Research 01 & 02 · D&D + Warhammer

Best Practice Discovered Empirically

EV2090 converged on fixed spine / variable flesh, NPC personality cards, and clue node networks without studying tabletop design — it discovered them by building and failing. That convergence validates the research: EV2090 is not just a codebase to improve; it is independent confirmation that these structural principles are necessary.

Research 03 · Narrative Beat Theory

The Missing Type Signal

The EV2090 choreography phase generates a typed sequence of beats (arc_start, development, climax, resolution) but the type signal never reaches the renderer. Haiku receives the beat brief but not the beat type — so a character beat and a story beat are rendered with the same register. Beat theory names the gap and provides the fix: the type field belongs in the rendering brief.

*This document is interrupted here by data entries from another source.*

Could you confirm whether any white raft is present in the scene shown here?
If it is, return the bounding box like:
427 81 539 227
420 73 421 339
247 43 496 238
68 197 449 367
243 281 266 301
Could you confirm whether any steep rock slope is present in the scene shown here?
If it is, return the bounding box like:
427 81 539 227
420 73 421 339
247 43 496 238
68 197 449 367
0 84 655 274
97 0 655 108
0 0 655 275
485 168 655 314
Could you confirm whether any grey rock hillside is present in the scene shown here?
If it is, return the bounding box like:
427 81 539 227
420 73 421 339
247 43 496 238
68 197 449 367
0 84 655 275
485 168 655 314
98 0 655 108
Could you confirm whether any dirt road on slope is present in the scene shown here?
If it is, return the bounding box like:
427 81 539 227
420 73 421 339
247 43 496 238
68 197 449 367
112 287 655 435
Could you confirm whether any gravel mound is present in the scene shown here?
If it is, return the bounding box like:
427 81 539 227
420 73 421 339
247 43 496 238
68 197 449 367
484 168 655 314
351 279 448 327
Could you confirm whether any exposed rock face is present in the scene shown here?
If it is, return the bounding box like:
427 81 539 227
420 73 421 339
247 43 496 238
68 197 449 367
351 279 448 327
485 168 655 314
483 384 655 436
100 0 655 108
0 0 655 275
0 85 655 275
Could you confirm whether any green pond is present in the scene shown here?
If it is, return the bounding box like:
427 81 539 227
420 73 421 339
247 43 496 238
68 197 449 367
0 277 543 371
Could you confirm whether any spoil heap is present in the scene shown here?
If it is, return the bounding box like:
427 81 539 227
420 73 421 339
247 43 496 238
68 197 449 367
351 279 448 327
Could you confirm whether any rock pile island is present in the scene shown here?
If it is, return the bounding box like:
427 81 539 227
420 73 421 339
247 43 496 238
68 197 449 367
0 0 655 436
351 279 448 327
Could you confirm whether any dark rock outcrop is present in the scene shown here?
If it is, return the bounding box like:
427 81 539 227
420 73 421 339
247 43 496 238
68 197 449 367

Research 04 · Improv DM Techniques

The Three Absent Mechanisms

EV2090 has no Fronts, no Three-Clue enforcement, and no passive timeline. The arc fires on a timer; the world does not move. The improv DM research describes exactly these three mechanisms as non-negotiable for narrative coherence. Their absence explains why EV2090 arcs feel like scheduled broadcasts rather than living stories.

Research 05 · Procedural Narrative AI

Failure Modes in Production

The 5 failure modes catalogued in the ACL survey — coherence collapse, character inconsistency, pacing failure, context blindness, agency illusion — map directly to the 8 structural gaps in EV2090. Context blindness is the rendering layer problem. Character inconsistency is the missing personality model. Agency illusion is the absence of real player feedback loops.

The Narrative Engine is not a replacement for what EV2090 built. It is the version that EV2090 was always implying · designed from the start with the scope its best components were already demanding.